For the six months ended May, Audioboom's pretax loss deepened to GBP3.7 million from GBP2.9 million the year prior. This was despite revenue rising 43% to GBP2.6 million from GBP1.8 million the year before.
Profit performance was hurt by a rise in costs, including those associated with Audioboom's aborted USD185 million acquisition of Triton Digital Canada Inc.
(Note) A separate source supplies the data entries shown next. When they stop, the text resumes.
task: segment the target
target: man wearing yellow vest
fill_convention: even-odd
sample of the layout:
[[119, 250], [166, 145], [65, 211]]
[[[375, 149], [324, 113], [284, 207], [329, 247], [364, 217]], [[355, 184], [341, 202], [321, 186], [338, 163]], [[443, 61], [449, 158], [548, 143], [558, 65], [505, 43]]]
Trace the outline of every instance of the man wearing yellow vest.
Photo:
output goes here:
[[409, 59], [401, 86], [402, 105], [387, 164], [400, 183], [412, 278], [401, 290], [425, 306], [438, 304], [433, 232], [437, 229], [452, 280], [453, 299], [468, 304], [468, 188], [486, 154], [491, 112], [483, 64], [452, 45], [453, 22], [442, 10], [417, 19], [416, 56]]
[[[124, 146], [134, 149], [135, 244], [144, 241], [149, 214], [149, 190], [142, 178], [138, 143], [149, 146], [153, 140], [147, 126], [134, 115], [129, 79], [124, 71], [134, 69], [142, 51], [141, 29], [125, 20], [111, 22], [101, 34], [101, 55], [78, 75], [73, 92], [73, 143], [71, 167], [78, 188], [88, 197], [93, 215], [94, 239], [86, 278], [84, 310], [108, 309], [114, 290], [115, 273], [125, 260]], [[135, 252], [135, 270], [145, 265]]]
Audioboom faced GBP1.2 million in transaction costs connected with the failed deal.
The Triton acquisition collapsed in May after Audioboom failed to raise the funds required to complete the deal which was originally announced in February.
"These results have been achieved despite the considerable distraction of the aborted Triton deal," Audioboom Chief Executive Officer Rob Proctor said. "It bodes well for the rest of 2018 and beyond that we are now solely focused on turning Audioboom into the pre-eminent podcasting platform."
"Audioboom generated a 43% increase in revenue over the same period last year and expects substantial further increases in the second half due to the rapid growth in Audioboom Original Network podcasts, major new podcast signings and subscription fees," Proctor noted.
Proctor believes the GBP5.6 million of funding the firm has raised through convertible loan issues and share placings will be "sufficient" to see the firm "through to positive cash generation."
"Visibility for advertising campaigns for the third and fourth quarter is strong, and the board believes revenue for the full year will be in line with current market expectations, underpinned by a brand count that is more than twice what it was this time last year and with greatly increased available ad inventory", Proctor added.
Shares in Audioboom were 2.5% lower at 1.95 pence on Thursday.